The years 2004-2008 were marked by high oil prices, refining tightness around the world and high margins, which encouraged the construction of many refining projects.

Cost

In the same period, project costs may have risen by 50 per cent to 100 per cent or 85 per cent on an average due to huge expansions around the world in expectation of future demand. The global financial crisis and its effects on the economy are seen to have ended the rise in engineering project costs. It may have declined by 25 per cent now, it's still very much higher than a few years ago.

Such high costs will certainly impact the profitability of the new refinery though its complexity and ability to produce high quality and yields of light products will make its profit margin higher than others. The problem is that margins are never stable. And if they are good or bad indicators at a point in time, we need highly competent management to maintain the profitability of the refineries by reducing losses, energy consumption and process units downtime.

Speciality

Production of speciality products often helps profitability of any refinery as well as its integration with petrochemicals. At the same time, the world is expected to come out of its economic woes by the time the Ruwais refinery expansion comes on stream, and by that time, demand for products and the accompanied expectations for prices and margins may be positive indeed.

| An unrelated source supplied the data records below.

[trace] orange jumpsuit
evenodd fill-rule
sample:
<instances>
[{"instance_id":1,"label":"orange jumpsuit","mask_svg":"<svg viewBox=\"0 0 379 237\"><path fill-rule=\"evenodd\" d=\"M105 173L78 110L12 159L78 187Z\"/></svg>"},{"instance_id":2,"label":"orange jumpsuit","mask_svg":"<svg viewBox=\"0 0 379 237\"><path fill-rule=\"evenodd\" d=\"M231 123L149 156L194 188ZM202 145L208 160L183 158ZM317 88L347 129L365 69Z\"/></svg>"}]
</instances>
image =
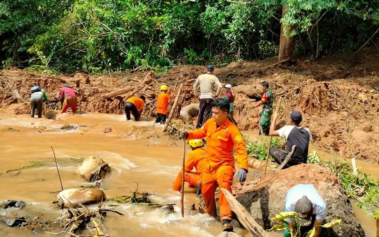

The UAE is not alone in the refinery expansion business. Opec Secretariat estimates that by 2015, Opec member countries will increase their refinery distillation capacity by two million barrels a day which will bring the Opec capacity to over 10 million barrels a day.

There is need for a robust refining industry domestically and internationally. The highly-technical link between the upstream and the consumer will never lose its importance though its profitability is often questioned.

The writer is former head of Energy Studies Department at Opec Secretariat in Vienna.